I remember just having loaded a BMW in a lane near Dunham Massey. I still had the ramps down and I was bending between them putting the back chain on the car....no ratchets then !.

Straight road, beacons and flashing lights on, daylight, dry, and a woman in an Alfa drove her nearside wheels up my offside ramp, at some speed. She bounced off from about 18 inches up and disappeared up the road !

As an aside, I dropped the driver at work and found out what the strange shell shaped building on the west side of the M6 between the A57 and M62 gates was.
We pulled up, there were no windows and a man with a gun was at the door.

My customer turned out to be the manager of the place, which he told me was a bullion store for one of the major banks.........spooky !

Ted
 Lorries - flashing roof lights - Iffy
...We got back quicker towing than under the trucks own steam...

Funny you should say that, me and the garage foreman used to reckon we could go just as fast towing each other in two cars as not.

It's very satisfying when the pair of you can work so well together.

I once towed a full-size Lambourn horsebox with a Land Rover Series 1, albeit only for about 15 miles.

When we dragged cars off the motorway, it was the customer who had to pilot the towed car.

One or two drove over the chain, or 'tried to overtake' as we used to call it.

Other than that, we never had any serious bother.

Last edited by: Iffy on Tue 30 Nov 10 at 22:21
 Lorries - flashing roof lights - -
>> It's very satisfying when the pair of you can work so well together.
>>

Yes it is, in the case of me and my old kerbside cowboy mate i would tow and he would follow, i think we were a good team and we towed hundreds of miles at speeds i dare not quote..;)

Tried it the other way round, him towing, only the once, strange we couldn't get along anywhere near as well that way.

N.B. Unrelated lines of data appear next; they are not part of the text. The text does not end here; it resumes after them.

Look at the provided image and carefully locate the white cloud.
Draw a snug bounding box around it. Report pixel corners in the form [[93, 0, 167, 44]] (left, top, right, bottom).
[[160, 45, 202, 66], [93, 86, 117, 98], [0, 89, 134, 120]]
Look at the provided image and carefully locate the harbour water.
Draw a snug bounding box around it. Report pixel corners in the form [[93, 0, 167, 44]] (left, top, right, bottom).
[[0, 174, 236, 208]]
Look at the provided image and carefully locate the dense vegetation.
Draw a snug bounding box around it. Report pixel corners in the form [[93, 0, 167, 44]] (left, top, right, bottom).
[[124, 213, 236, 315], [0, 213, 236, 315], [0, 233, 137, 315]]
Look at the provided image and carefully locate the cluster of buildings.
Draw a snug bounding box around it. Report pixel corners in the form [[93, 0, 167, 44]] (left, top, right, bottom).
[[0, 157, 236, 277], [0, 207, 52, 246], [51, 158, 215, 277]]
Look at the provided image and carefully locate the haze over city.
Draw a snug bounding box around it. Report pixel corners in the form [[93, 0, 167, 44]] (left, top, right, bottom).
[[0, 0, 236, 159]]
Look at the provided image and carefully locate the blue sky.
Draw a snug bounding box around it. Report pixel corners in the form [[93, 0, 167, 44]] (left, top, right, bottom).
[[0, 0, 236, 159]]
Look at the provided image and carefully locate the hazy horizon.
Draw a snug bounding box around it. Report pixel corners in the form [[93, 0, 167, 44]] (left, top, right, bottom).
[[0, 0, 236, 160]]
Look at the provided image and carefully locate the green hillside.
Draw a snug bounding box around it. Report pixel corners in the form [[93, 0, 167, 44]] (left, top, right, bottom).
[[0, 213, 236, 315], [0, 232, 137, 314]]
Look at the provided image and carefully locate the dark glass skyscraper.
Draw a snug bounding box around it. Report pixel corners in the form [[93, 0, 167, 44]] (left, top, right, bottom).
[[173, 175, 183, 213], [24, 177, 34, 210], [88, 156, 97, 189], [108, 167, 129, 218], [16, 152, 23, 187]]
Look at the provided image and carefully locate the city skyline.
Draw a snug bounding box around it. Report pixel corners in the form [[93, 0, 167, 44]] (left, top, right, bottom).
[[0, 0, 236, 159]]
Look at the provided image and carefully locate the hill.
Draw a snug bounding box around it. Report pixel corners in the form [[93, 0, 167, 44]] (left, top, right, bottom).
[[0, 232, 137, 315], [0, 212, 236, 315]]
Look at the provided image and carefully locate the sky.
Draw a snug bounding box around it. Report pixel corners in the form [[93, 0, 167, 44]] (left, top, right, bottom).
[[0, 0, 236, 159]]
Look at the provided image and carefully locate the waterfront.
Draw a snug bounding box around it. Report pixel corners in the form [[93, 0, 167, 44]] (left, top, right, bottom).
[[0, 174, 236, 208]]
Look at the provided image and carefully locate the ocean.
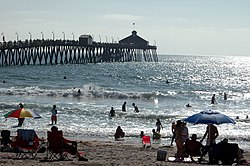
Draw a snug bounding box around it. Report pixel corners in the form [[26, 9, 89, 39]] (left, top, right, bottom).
[[0, 55, 250, 148]]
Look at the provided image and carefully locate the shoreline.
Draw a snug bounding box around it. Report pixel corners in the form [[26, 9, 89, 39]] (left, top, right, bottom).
[[0, 141, 250, 166]]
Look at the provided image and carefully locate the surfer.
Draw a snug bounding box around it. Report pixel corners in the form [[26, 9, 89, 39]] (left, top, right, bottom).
[[109, 107, 115, 118], [132, 103, 139, 113], [51, 105, 57, 125], [122, 101, 127, 112]]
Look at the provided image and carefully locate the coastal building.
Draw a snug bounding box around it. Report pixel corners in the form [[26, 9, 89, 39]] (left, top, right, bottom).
[[119, 30, 149, 47], [79, 35, 93, 46]]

I bet Ted's got some steamy recovery adventures he could recount for us....
 Lorries - flashing roof lights - Iffy
...Tried it the other way round, him towing, only the once, strange we couldn't get along anywhere near as well that way...

Same here.

We got on better with me being towed.

My foreman was a lot braver than me, so he would dominate traffic at roundabouts and junctions in a way I never could.